Data access using storage handlers
To execute Pig programs directly on data that is stored in Cassandra, use one of the DataStax Enterprise storage handlers.
The DataStax Enterprise Pig driver uses the Cassandra File System (CFS) instead of the Hadoop distributed file system (HDFS). Apache Cassandra, on the other hand, includes a Pig driver that uses the Hadoop Distributed File System (HDFS).
To execute Pig programs directly on data stored in Cassandra, you use one of the DataStax Enterprise storage handlers:
Table Format | Storage Handler | URL | Description |
---|---|---|---|
CQL | CqlNativeStorage() | cql:// | Use with DataStax Enterprise 4.7. |
CQL | CqlStorage() | cql:// | Deprecated. |
storage engine | CassandraStorage() | cassandra:// | Use with Cassandra tables in the storage engine (CLI/Thrift) format. |
The CqlStorage handler is deprecated and will be removed in a future Cassandra release.
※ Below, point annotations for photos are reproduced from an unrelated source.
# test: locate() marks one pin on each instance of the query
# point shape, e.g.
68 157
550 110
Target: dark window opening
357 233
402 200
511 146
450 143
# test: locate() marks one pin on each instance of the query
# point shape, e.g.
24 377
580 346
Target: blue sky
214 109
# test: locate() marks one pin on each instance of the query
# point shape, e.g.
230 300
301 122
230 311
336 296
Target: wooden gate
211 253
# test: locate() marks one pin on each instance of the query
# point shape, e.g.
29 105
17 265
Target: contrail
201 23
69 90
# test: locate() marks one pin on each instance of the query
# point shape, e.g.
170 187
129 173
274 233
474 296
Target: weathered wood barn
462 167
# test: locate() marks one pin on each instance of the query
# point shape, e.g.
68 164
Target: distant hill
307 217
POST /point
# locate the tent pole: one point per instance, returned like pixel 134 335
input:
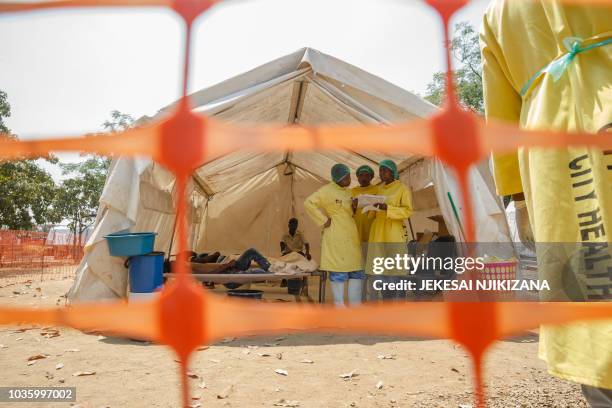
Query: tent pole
pixel 411 230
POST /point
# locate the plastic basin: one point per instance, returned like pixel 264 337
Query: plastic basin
pixel 130 243
pixel 146 272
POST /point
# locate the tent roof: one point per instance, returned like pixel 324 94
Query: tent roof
pixel 305 87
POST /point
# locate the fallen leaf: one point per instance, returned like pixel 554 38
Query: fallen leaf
pixel 83 373
pixel 50 333
pixel 226 392
pixel 37 357
pixel 286 403
pixel 350 375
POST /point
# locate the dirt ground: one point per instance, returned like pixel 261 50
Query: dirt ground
pixel 390 372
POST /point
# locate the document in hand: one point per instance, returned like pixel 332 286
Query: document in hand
pixel 366 202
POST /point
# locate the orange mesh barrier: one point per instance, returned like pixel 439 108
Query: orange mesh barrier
pixel 37 255
pixel 184 316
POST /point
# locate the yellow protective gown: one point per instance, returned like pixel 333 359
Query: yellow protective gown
pixel 362 220
pixel 388 226
pixel 569 191
pixel 340 246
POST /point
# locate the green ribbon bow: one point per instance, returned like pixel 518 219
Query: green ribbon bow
pixel 558 67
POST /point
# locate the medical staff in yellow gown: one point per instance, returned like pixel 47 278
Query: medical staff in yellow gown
pixel 549 66
pixel 364 174
pixel 388 236
pixel 331 208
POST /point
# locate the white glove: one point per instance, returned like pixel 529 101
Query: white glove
pixel 523 225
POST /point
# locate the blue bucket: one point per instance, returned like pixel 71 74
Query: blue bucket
pixel 146 272
pixel 130 243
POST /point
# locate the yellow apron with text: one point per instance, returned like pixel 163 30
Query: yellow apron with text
pixel 568 191
pixel 362 220
pixel 388 226
pixel 340 246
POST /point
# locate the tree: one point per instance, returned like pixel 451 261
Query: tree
pixel 27 192
pixel 468 76
pixel 5 112
pixel 79 193
pixel 118 122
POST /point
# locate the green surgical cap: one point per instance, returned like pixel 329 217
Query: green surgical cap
pixel 391 166
pixel 365 168
pixel 339 171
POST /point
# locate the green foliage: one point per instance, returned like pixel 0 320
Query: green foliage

Use the CqlNativeStorage handler and the cql:// url for new pig applications. DataStax recommends migrating all tables to CqlNativeStorage as soon as possible in preparation for the removal of the CqlStorage handler.
Migrating compact tables with clustering columns to CqlNativeStorage format
The CqlNativeStorage handler uses native paging through the DataStax Java driver to communicate with the underlying Cassandra cluster. Use applications having compact tables with clustering columns in the CqlStorage format, you need to migrate tables to the CqlNativeStorage format. Attempting to run Pig commands on compact tables in the CqlStorage format results in an exception. You can, however, run Pig commands on non-compact tables in the CqlStorage format.- Identify Pig functions that interact with compact tables in CqlStorage
format. For example, suppose you identify a command that adds logic to load
the data to a Pig relation from the compact table tab in keyspace
ks.
x = LOAD 'cql://ks/tab' USING CqlStorage(); -- Old function
- Change CqlStorage() to USING
CqlNativeStorage().
x = LOAD 'cql://ks/tab' USING CqlNativeStorage(); -- New function
URL format for CqlNativeStorage
The URL format for CqlNativeStorage is:
cql://[username:password@]<keyspace>/<table>[?
[page_size=<size>]
[&columns=<col1,col2>]
[&output_query=<prepared_statement_query>]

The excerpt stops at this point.